Seth came on board one day rejoicing.
“I have it now,” he cried; “the old trapper has done it at last. Now, boy Rory, as everybody calls you, you have nothing earthly to do in this wide world but get well. And you’ll eat what I brings, and nice you’ll find them, too.” And Seth proceeded to open a handkerchief and display to the astonished gaze of our heroes a lovely collection of large truffles.
“Why, truffles, I do declare!” exclaimed McBain. “I never imagined, friend Seth, that the geographical disposition of the truffle extended to these wild regions.”

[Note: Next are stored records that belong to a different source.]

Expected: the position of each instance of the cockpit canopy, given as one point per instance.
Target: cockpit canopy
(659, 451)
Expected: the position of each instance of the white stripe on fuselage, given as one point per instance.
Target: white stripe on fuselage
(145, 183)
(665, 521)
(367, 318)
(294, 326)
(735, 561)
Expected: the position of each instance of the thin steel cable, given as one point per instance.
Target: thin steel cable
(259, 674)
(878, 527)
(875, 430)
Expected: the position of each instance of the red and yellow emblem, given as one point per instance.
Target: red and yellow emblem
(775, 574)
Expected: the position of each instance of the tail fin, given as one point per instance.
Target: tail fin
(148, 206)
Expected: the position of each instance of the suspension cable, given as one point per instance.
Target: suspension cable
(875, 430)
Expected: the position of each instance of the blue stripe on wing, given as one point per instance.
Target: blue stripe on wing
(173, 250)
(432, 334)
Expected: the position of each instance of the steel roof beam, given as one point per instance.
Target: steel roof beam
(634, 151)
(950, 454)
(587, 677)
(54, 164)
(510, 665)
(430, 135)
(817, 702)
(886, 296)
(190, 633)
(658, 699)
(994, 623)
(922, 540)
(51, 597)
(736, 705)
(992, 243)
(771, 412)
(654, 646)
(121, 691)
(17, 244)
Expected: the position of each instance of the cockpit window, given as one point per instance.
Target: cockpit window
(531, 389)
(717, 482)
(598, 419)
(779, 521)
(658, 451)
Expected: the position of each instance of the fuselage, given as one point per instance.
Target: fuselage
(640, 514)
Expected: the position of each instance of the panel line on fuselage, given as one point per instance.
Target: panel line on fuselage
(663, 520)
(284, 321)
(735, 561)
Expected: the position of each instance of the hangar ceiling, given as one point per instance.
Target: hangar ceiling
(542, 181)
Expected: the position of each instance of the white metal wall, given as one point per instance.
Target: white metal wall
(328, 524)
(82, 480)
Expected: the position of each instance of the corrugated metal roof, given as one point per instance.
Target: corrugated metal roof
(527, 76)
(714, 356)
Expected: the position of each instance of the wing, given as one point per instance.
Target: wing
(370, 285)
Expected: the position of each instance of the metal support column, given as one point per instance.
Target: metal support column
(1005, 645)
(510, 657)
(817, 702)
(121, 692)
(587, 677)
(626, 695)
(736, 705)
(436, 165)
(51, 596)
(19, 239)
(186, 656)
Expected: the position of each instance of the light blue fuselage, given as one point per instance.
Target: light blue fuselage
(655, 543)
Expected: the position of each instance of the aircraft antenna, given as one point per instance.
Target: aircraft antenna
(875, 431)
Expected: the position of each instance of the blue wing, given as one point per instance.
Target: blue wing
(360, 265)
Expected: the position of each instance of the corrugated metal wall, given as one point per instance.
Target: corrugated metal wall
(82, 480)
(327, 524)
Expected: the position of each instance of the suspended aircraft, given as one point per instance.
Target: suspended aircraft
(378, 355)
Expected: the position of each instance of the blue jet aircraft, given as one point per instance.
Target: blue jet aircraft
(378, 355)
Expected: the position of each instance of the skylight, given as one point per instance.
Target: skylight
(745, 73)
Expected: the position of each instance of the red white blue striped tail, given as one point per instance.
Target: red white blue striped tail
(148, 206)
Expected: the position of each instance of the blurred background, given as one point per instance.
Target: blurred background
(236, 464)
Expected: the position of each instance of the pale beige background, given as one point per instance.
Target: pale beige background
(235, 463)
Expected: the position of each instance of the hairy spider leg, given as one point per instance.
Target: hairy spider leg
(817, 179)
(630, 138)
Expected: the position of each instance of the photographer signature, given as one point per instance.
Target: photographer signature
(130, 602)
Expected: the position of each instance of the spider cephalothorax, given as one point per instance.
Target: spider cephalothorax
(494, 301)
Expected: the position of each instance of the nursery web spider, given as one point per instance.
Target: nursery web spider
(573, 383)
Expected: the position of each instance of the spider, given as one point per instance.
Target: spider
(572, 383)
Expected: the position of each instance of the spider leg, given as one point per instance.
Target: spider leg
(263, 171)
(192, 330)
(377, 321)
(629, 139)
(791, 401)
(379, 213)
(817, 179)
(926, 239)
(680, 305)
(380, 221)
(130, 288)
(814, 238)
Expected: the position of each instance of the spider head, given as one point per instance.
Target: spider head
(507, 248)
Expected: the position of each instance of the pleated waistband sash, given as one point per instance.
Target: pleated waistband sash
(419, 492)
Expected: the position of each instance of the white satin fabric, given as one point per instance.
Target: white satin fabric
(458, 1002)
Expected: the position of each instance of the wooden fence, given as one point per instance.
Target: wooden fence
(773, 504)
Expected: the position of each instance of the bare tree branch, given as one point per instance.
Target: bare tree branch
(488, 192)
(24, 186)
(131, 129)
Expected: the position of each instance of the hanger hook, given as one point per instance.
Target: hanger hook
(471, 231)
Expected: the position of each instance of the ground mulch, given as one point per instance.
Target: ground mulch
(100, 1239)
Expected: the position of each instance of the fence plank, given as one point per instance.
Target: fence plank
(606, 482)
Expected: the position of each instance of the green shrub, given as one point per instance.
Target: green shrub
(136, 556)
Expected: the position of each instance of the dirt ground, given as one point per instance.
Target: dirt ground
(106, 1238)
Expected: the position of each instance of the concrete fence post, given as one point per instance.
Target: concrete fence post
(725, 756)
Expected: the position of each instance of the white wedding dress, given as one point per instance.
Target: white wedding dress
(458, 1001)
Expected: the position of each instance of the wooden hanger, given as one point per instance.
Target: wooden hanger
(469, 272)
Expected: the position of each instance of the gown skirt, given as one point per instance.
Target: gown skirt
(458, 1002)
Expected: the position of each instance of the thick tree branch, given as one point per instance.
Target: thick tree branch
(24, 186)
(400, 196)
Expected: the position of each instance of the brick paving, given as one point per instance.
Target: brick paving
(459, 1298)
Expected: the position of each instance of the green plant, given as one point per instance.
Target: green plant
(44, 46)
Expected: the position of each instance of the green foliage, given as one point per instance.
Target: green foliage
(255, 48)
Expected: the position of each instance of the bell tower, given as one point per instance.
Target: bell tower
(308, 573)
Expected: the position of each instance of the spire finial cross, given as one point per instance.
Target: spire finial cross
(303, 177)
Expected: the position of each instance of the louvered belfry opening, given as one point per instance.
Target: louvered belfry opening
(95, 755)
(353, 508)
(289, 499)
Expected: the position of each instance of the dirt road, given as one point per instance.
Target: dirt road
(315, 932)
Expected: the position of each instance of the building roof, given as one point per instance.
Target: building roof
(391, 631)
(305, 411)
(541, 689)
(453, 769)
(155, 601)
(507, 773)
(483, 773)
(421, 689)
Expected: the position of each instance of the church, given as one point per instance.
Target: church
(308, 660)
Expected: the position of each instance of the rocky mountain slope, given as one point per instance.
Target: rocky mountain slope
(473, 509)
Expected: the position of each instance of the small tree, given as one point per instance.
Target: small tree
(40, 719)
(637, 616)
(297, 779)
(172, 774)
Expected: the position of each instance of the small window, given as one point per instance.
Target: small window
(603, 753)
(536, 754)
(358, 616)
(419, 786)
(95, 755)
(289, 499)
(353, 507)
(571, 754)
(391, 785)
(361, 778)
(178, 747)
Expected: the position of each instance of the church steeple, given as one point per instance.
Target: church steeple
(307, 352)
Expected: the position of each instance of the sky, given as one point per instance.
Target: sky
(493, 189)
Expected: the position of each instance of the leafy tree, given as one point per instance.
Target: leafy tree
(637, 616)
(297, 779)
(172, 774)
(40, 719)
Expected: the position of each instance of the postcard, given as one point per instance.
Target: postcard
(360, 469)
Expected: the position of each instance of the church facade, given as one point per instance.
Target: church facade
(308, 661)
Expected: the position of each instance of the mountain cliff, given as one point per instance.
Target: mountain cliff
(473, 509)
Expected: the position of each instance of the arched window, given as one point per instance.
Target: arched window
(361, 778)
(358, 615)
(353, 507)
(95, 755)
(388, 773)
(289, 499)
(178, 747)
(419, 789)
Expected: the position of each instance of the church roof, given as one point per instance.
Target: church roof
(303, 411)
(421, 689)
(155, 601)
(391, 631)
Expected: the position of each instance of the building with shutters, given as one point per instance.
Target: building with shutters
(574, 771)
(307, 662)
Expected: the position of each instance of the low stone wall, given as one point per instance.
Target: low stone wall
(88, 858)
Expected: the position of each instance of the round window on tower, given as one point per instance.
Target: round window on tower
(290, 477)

“The trapper don’t speak a word o’ Greek,” said Seth, looking at McBain amusedly; “but them’s the truffles, right enough, and they are bound to send the last remnant o’ that vile blueskin’s pisen out o’ boy Rory’s blood.”
It was a magical stew that Seth concocted that day with those truffles. It even made Rory smile. Something of the old good-humour and happiness began to settle down on the hearts of the people of the Snowbird from that very hour, and when, a day or two after, Rory joined his mess mates at dinner, reclining on a sofa, all doubts for his safety were completely dispelled. Dr Seth, as he insisted upon calling the trapper, was invited to join the party, and not only he, but the three mates, and a pleasant evening, if not a merry one, was passed.